De Jantina Hellingmolen in Aalden is één van de bijna veertig molens in onze provincie. Op deze plek aan de Molenwijk hebben achtereenvolgens verschillende molens gestaan. De korenmolen die er nu staat, werd in 1891 gebouwd.
Vroeger was het beroep van molenaar essentieel. In ieder dorp stond wel een molen en de inwoners waren hierop aangewezen voor het meel voor hun dagelijks brood. Tegenwoordig zijn het veelal vrijwilligers die de overgebleven molens draaiende houden.
Vrijwillig
In Aalden bekommeren drie molenaars zich om het monument. "We wonen allemaal binnen vijfhonderd meter van de molen", vertelt vrijwilliger Ron Schreuder. "We willen graag dat de molen wekelijks draait. Dennis is hier het langst molenaar en hij was alleen. Het was vaak een probleem om er iedere week te zijn maar nu kunnen we het mooi opdelen met z'n allen."
Stampen
Schreuder en collega Hans Hordijk zijn net geslaagd. "Het is een gildesysteem waarbij je een leermeester krijgt. Je gaat drieënhalf jaar iedere zaterdagmiddag naar de leermeester voor praktijkonderwijs want je moet goed leren omgaan met de molen", legt Hordijk uit. "Je bezoekt ook een aantal andersoortige molens. En je krijgt een dik pak aan theorie over alle houtjes in een molen. Je moet heel veel weetjes in je hoofd zetten. Ik zeg altijd 'het is nog erger dan Duitse woordjes leren op de middelbare school'."
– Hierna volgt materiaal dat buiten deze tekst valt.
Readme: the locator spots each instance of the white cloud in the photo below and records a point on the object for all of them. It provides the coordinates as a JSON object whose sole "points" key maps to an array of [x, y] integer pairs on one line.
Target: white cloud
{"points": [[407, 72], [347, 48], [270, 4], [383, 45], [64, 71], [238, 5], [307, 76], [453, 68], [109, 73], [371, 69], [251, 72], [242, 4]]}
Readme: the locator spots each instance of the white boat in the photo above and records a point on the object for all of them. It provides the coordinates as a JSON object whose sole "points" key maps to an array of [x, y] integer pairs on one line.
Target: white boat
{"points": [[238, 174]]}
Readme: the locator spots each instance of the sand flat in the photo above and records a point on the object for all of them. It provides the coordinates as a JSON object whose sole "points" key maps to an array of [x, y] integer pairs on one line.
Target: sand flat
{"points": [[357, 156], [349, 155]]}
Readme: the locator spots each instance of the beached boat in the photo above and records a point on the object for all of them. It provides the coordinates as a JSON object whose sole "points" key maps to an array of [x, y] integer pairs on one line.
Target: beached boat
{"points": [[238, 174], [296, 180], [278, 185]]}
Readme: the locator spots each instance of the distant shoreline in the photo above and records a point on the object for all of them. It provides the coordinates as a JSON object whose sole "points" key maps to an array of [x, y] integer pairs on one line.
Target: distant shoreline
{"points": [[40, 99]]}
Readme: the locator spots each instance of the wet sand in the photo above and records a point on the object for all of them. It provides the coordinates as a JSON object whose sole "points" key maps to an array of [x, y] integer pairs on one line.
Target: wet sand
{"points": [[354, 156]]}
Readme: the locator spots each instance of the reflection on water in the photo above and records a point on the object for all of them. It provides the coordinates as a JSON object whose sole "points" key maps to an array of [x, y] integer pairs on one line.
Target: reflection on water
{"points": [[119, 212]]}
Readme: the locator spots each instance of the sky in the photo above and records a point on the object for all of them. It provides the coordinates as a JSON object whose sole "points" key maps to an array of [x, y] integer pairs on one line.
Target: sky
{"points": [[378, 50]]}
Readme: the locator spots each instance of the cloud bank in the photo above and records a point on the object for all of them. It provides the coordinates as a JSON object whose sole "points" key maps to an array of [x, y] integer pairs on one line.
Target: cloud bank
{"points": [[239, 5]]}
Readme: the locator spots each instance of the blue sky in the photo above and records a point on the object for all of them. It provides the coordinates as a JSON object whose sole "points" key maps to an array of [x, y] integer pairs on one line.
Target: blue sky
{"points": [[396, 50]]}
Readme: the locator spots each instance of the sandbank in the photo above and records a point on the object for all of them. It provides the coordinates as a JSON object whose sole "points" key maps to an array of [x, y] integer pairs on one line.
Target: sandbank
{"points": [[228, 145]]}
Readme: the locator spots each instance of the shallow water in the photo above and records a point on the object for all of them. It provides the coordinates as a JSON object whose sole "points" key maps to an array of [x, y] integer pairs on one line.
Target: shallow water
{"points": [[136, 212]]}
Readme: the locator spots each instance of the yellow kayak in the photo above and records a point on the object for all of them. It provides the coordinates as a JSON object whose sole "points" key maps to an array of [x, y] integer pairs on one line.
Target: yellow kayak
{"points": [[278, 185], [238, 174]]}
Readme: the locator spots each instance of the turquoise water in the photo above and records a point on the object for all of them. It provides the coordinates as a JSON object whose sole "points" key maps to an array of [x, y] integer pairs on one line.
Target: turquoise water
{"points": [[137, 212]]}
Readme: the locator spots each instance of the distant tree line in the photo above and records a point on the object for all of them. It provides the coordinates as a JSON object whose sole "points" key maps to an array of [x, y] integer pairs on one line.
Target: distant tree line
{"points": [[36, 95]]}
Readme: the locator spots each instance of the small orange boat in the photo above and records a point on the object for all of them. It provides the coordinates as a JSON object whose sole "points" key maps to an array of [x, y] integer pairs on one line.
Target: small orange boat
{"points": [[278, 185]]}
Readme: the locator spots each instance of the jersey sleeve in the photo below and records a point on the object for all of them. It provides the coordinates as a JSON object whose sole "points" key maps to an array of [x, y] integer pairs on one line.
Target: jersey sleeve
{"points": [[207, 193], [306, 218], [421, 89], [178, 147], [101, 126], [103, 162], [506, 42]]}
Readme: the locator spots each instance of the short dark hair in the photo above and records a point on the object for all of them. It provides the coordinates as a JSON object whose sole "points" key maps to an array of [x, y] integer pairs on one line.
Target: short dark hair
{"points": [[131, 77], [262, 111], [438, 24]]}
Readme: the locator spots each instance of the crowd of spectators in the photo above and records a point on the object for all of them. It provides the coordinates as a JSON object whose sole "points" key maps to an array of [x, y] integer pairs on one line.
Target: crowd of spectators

Het verhaal gaat verder onder de foto
Jantina
De eerste molen op deze plek stamt uit 1652. Halverwege de achttiende eeuw kocht Willem Helling de molen en sindsdien is zijn familienaam ermee verbonden. In 1853 liet zijn kleinzoon, ook Willem Helling geheten, een grotere molen bouwen. De huidige molen is naar zijn kleindochter Jantina vernoemd. Na een brand in 1890 werd zij in 1899 eigenaar van de nieuwgebouwde molen.
Eigenaren
In 1949 verkochten haar erfgenamen de inmiddels zeer vervallen molen voor een symbolisch bedrag aan de zuivelfabriek en malerij Zweeloo en drie jaar later restaureerde molenmaker Roemeling uit Eext het gevaarte. De vereniging Vrienden van de Aeldermeul ontfermde zich sinds 1981 over de molen en vier jaar geleden werd Stichting Het Drentse Landschap eigenaar.
Verhoging
De molen staat op een verhoging of belt om zoveel mogelijk wind te vangen. "We staan hier in de belt", aldus Hordijk. "Je kunt zien dat je door de belt heen kon rijden met een kar. Het graan werd omhoog gehesen en het gemalen graan kwam weer in zakken meel naar beneden. Daar ging het op de kar en die kar reed weer naar buiten."
Hogerop
"Hier hebben we het luiwerk", laat Schreuder een verdieping hoger zien. "Dat wordt gebruikt om de zakken graan naar boven te hijsen. Als de zakken boven zijn, brengen we ze naar de graantafel. Dan gaat het graan in de kaar en van de kaar gaat het via de schuddebak in de steen. Je hebt twee stenen, een ligger en een loper, met een bepaalde vorm en daar wordt het graan vermalen tot meel."
Buiten
De molenaars houden van hun werk. "Naast de techniek is het grote voordeel dat je lekker buiten bezig bent, zelfs binnen in de molen is het eigenlijk buiten", aldus Hordijk. "Wat ik ook heel mooi vind, is kinderen uitleggen hoe een molen in elkaar steekt. Dus met bezoekers omgaan is wel het mooiste van dit werk."